Good morning!

Greetings in the name of Father, Son, and Holy Spirit.


Praying for you, your family, your community, and the rest of the world. Right now, the whole world is suffering because of the Coronavirus (COVID-19). Let’s pray together to God, Our Ever-Loving Father, His mercy and protection on all, and God’s healing on those who are infected by the COVID-19. We all believe God’s grace and love rest on all who look upon Him every moment with faith in Him.


And the Holy Spirit also testifies that this is so. For he says,

       “This is the new covenant I will make

              with my people on that day, says the LORD:

       I will put my laws in their hearts,

              and I will write them on their minds.”


Then he says,

       “I will never again remember

              their sins and lawless deeds.” (Hebrews 10:15-17)




Jacob returned to the place where he prayed to God,


“If God will indeed be with me and protect me on this journey, and if he will provide me with food and clothing, and if I return safely to my father’s home, then the LORD will certainly be my God. And this memorial pillar I have set up will become a place for worshiping God, and I will present to God a tenth of everything he gives me.”  (Genesis 28:20b-22)
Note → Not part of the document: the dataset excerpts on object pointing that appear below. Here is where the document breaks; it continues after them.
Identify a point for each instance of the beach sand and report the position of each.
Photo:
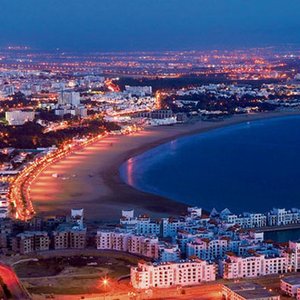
(90, 179)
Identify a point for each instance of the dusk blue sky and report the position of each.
(106, 25)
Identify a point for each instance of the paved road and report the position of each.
(12, 281)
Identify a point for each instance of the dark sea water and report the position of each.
(252, 166)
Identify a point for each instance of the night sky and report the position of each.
(106, 25)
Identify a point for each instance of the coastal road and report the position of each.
(90, 179)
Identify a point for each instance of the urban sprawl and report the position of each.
(55, 103)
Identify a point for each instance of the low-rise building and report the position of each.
(31, 241)
(247, 291)
(69, 236)
(290, 285)
(165, 275)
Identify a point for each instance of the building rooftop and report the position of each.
(293, 280)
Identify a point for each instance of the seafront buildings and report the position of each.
(69, 105)
(219, 245)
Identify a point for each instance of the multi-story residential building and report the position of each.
(290, 285)
(69, 236)
(294, 250)
(246, 220)
(165, 275)
(253, 265)
(28, 242)
(128, 220)
(208, 249)
(18, 117)
(145, 226)
(168, 252)
(281, 216)
(247, 291)
(121, 241)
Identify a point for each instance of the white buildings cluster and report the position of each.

As Jacob prayed, God faithfully protected Jacob. Under God’s protection, Jacob safely arrived at his uncle’s house, 700 km away. Jacob passed through many wildernesses and foreign lands, but no harm touched Jacob. Then Jacob forgot God.
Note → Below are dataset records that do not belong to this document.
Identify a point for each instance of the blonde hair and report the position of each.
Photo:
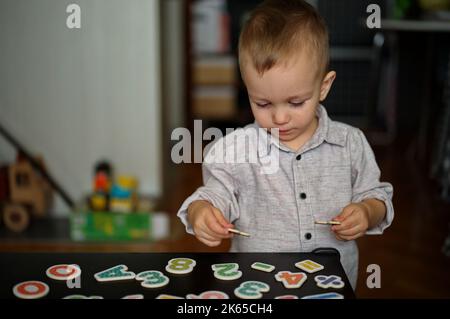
(280, 30)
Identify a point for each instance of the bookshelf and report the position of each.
(217, 92)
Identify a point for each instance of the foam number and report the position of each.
(262, 266)
(332, 281)
(63, 272)
(152, 279)
(309, 266)
(251, 290)
(180, 265)
(212, 294)
(114, 274)
(31, 290)
(228, 271)
(291, 280)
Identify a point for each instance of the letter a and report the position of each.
(374, 280)
(74, 19)
(374, 20)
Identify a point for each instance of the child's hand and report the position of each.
(208, 223)
(354, 222)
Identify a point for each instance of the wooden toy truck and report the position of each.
(24, 195)
(26, 188)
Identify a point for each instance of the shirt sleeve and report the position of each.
(366, 180)
(219, 187)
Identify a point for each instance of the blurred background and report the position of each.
(87, 114)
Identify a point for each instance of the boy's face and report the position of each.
(286, 98)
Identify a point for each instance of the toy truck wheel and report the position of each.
(16, 217)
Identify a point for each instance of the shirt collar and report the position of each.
(325, 132)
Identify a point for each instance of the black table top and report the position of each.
(20, 267)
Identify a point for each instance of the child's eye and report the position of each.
(297, 103)
(262, 104)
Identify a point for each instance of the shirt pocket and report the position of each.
(331, 184)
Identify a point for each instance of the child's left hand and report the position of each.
(354, 220)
At the same time, Jacob’s fear of his brother Esau had never left him. Jacob sinned against his brother Esau, and fled, which haunted him. Jacob believed someday; Esau would revenge Jacob by killing him. One thing that Jacob did not know was God watched over Jacob and guided Jacob continually.
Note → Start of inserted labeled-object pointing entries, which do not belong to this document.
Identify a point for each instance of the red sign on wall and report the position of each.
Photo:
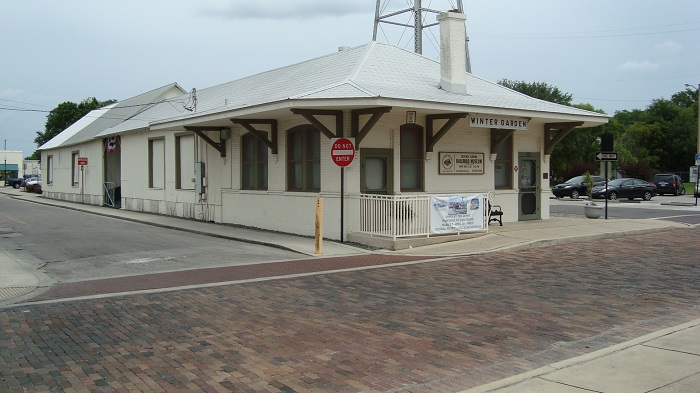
(342, 151)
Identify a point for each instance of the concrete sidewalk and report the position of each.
(668, 360)
(20, 280)
(665, 361)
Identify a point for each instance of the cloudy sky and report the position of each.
(613, 54)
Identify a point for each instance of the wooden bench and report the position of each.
(495, 214)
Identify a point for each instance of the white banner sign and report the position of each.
(456, 213)
(506, 123)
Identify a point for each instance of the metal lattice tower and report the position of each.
(418, 16)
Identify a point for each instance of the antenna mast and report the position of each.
(418, 13)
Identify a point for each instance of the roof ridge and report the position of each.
(360, 64)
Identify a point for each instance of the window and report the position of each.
(411, 157)
(156, 163)
(49, 170)
(253, 163)
(503, 174)
(304, 159)
(184, 162)
(75, 169)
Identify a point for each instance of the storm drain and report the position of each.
(9, 293)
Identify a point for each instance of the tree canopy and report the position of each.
(63, 116)
(662, 137)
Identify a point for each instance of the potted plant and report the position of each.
(591, 209)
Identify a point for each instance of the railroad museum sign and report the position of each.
(505, 123)
(461, 163)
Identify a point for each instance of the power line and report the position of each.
(574, 35)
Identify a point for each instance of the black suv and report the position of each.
(668, 183)
(575, 187)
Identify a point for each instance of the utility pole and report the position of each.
(418, 14)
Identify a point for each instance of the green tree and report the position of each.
(662, 136)
(62, 117)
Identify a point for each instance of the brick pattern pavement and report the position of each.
(434, 327)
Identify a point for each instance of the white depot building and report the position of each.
(433, 147)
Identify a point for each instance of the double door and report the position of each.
(529, 185)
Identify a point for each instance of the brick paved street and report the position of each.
(432, 327)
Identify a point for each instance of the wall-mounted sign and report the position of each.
(506, 123)
(461, 164)
(410, 117)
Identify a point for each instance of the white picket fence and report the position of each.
(397, 216)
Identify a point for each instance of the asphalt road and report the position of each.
(75, 246)
(438, 326)
(666, 207)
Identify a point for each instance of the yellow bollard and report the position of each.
(319, 226)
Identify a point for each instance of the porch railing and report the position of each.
(398, 216)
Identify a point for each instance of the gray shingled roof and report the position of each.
(102, 120)
(374, 70)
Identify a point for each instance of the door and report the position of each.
(376, 176)
(529, 186)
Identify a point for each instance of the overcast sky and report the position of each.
(613, 54)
God, whose wisdom is beyond any human beings, used Jacob’s sin and his fear of Esau as a means to transform Jacob. Twenty years later, Jacob returned home, but the sin came with Jacob. The sin made Jacob even more fearful of Esau.  


Jacob sent three lavish gifts to Esau ahead of him to reduce Esau’s anger. Even so, Jacob’s fear of Esau did not go away. Then, out of His love, God, who dearly loved Jacob, made Jacob directly face his sin. Why? God wanted Jacob to experience how sinful sin that he committed. Before this time, Jacob hid from the sin he committed to get what he wanted while deceiving his father and stealing the most precious thing that belonged to his brother.


The following morning, Jacob stopped hiding and moved out. As he approached his brother Esau, he bowed to the ground seven times before him to get his brother’s forgiveness. Then Jacob waited.  Esau, who saw Jacob, ran to meet him, embraced him, threw his arms around his neck, and kissed him. And they both wept. God prepared Esau’s heart for Jacob. God forgave Jacob, and Esau forgave Jacob. 


Then Jacob traveled on to Succoth. There he built himself a house and made shelters for his livestock. That is why the place was named Succoth (which means “shelters”), where Jacob felt safe, and Jacob found his peace in his heart. However, Jacob did not return to the place he vowed to God.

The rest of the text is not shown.